1987. Thomas LeBlanc and John Mellor-Crummey, “Debugging Parallel Programs with Instant Replay“, IEEE Transactions on Computers. This paper covers record-replay debugging of parallel user-level programs on the BBN Butterfly. They record all interaction between processes (threads) by intrumenting the OS calls that are used to communicate and synchronize between processes. Programs also sometimes had to be changed so that their communication protocols allowed the instrumentation to work properly. Thus, the approach did not apply to unchanged code either at source or binary level. Processes still compute their results, only the order or interactions are enforced. In this way, the overhead was kept usefully low. The approach does not work well for programs that deal with asynchronous interrupts and hardware interaction by the software, since there is no good way to hook and replay such events in their implementation.

The most important concept here is the use of re-execution of code to reconstruct values of a program, assuming deterministic computation as long as asynchronous interactions can be controlled. This is the basis of all reverse execution approaches based on checkpointing and re-execution. Not sure if they invented the idea, but this is the earliest distinct mention I have seen of this.

1988. Stuart Feldman and Channing Brown, “IGOR: a system for program debug via reversible execution“, 1988 ACM SIGPLAN and SIGOPS workshop on Parallel and distributed debugging (PADD) . This paper looks at the problem of how to debug user-level single-threaded code on a UNIX-like system. The programs need to be recompiled to add a small amount of support, in particular to help with restarting
execution. It is essentially a record-replay approach, but capable of placing the execution of a program at any point in its past execution. They save regular checkpoints during program execution (every tenth of a second or so seemed appropriate in their testing). The checkpoints only include the data that has been changed since the previous checkpoint (they added an OS facility to mark all pages that a program writes between checkpoints). A unique feature is the ability to look at the value of a variable as it is stored in successive checkpoints, and to “go to the point in time where variable X has value V” (assuming a variable is monotonically increasing or decreasing, like an outermost loop counter). To do the detailed positioning, they use an interpreter for the target system, essentially mixing native and interpreted execution in their debugger.

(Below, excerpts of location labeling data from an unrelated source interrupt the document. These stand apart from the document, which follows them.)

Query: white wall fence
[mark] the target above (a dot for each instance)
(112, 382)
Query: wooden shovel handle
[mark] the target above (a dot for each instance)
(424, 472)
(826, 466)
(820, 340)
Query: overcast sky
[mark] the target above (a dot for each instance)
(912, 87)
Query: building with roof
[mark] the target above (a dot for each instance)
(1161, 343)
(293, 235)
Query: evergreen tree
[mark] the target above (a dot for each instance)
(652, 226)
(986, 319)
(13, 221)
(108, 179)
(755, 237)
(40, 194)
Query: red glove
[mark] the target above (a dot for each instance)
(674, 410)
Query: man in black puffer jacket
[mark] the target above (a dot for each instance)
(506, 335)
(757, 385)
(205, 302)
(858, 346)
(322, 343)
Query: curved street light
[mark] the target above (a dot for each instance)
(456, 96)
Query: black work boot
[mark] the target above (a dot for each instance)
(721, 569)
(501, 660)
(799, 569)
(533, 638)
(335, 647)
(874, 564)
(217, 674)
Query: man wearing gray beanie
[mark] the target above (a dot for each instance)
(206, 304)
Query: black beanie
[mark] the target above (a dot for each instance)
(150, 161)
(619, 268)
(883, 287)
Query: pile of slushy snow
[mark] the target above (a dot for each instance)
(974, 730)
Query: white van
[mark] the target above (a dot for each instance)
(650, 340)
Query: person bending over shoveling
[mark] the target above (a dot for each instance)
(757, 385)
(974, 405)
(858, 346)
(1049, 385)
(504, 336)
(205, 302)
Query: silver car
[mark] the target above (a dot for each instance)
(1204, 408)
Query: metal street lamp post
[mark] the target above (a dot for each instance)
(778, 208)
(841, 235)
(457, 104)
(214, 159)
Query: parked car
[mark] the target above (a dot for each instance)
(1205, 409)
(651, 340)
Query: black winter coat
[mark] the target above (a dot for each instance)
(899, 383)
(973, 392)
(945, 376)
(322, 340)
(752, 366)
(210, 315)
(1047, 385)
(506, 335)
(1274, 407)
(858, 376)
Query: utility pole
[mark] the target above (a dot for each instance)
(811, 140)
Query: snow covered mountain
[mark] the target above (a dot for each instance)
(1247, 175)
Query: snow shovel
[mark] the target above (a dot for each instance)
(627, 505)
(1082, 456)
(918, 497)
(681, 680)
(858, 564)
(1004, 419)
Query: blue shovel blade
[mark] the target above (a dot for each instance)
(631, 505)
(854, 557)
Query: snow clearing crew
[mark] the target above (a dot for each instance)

1995. (Update since the original posting of this blog post) An unnamed effort by Michael Elizabeth Chastain implemented a record-replay debugger for Linux programs, based on instrumenting all kernel calls. See my blog post from 2016 for what few details there are.

1996. Mark Russinovich (who I believe is the man behind the recent novel “Zero Day“) and Bryce Cogswell, “Replay for Concurrent Non-Deterministic Shared-Memory Applications“, PLDI 1996. In this paper, instrumented system libraries and binary code modification is used to enable deterministic replay of multithreaded applications. The binary modification is used to implement an instruction counter to provide a logical time-base, and instrumented system libraries are used to force a serialized (but interleaved) execution of the program. It does not run the program in parallel on a multiprocessor, but rather runs it on  a single processor. User-level, instrumented and intrusive, parallel on single processor.

2000. Bob Boothe, “Efficient Algorithms for Bidirectional Debugging“, PLDI 2000. I actually saw this paper being presented live at the PLDI conference in Vancouver. At the time, I was working on embedded compilers and debuggers, and our little group from IAR looked at what was being presented at said “yeah, might work on a big desktop, but you can’t do that in a real machine”. Why was that the case? Essentially, what Boothe did was to use the Unix fork call to spawn off checkpoints of a program as it was executing. This was a smart way to achieve checkpointing using existing OS facilities. In addition, he recorded the results of system calls to replay them during replay.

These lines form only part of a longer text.